Turki bin Abdullah Al Saud () (born 21 October 1971) is the seventh son of King Abdullah of Saudi Arabia. He served as deputy governor and then, governor of Riyadh Province from 2013 to 29 January 2015. He was one of the 11 princes detained in November 2017 by Mohammad bin Salman as a part of his anti-corruption drive on accusations of corruption in the Riyadh Metro project and taking advantage of his influence to award contracts to his own companies. As of June 2021 he was still in detention.

Early life and education
Turki bin Abdullah was born on 21 October 1971. He is the seventh son of King Abdullah. His mother is Tathi bint Mishan Al Faisal Al Jarba, a member of the Iraqi branch of the Shammar tribe. He has six blood siblings, including Prince Mishaal and Princess Oraib, wife of Salman bin Abdulaziz bin Salman who has been in detention since early 2018 together with his father.

Prince Turki began his higher education at King Faisal Air Academy. Then he went to the United States to continue his education, and trained at Lackland Air Force Base in Texas. He was also trained at King Fahd Air Base in Taif. Then he attended a course of command and staff at Joint Command College in the United Kingdom and received a master's degree in military science. He also holds a master's degree in strategic studies, which he obtained from the University of Wales. As of 2013 Prince Turki was a PhD candidate in international strategic studies at the University of Leeds.

Career
Turki bin Abdullah was a military officer and an F-15 pilot at the Royal Saudi Air Force. In October 1997 he was promoted to the rank of captain pilot. Then he was promoted to the rank of colonel. In July 2006 Prince Turki was decorated with the rank of lieutenant colonel pilot. Then Prince Turki worked at King Abdulaziz Air Base in Dhahran as the commander of Squadron 92, 3rd air wing with a rank of group captain. In 2010 Prince Turki began to serve as the commander of the Red Flag-4 exercise group.
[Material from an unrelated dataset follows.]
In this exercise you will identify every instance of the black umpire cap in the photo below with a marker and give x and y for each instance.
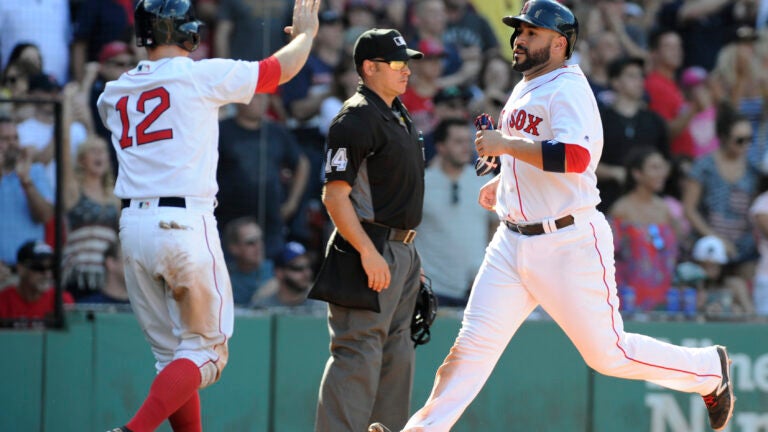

In addition, Prince Turki was the head of the board of directors of the Saudi Equestrian Fund. He also has several business investments in Saudi Arabia, including an aviation company named Al Obayya Corp.

Prince Turki was appointed deputy governor of the Riyadh province on 14 February 2013, replacing Muhammad bin Saad in the post. Therefore, he became deputy of the governor, Khalid bin Bandar, who was also appointed the same day. On 14 May 2014 he was appointed governor of Riyadh at rank of minister. Prince Turki's term as governor ended on 29 January 2015 when Faisal bin Bandar Al Saud was appointed to the post.

Controversy
In 2005 Prince Turki bin Abdullah co-founded the PetroSaudi, a private oil company. The company grew from drilling and oilfield management into trading, opening offices in London's Mayfair district with pictures of Saudi royalty and decked with national flags. The company is embroiled in the 1Malaysia Development Berhad scandal. Prince Turki bin Abdullah is claimed to be the Saudi royal who gifted Malaysian Prime Minister Najib Razak $700 million.

Arrest
  
On 4 November 2017 Turki bin Abdullah Al Saud was detained on accusations of corruption in the Riyadh Metro project and taking advantage of his influence to award contracts to his own companies in a "corruption crackdown" conducted by a new royal anti-corruption committee in Saudi Arabia.

As of September 2020 Prince Turki was still in captivity.

Achievements
Prince Turki was one of the key characters for Riyadh's metro creation.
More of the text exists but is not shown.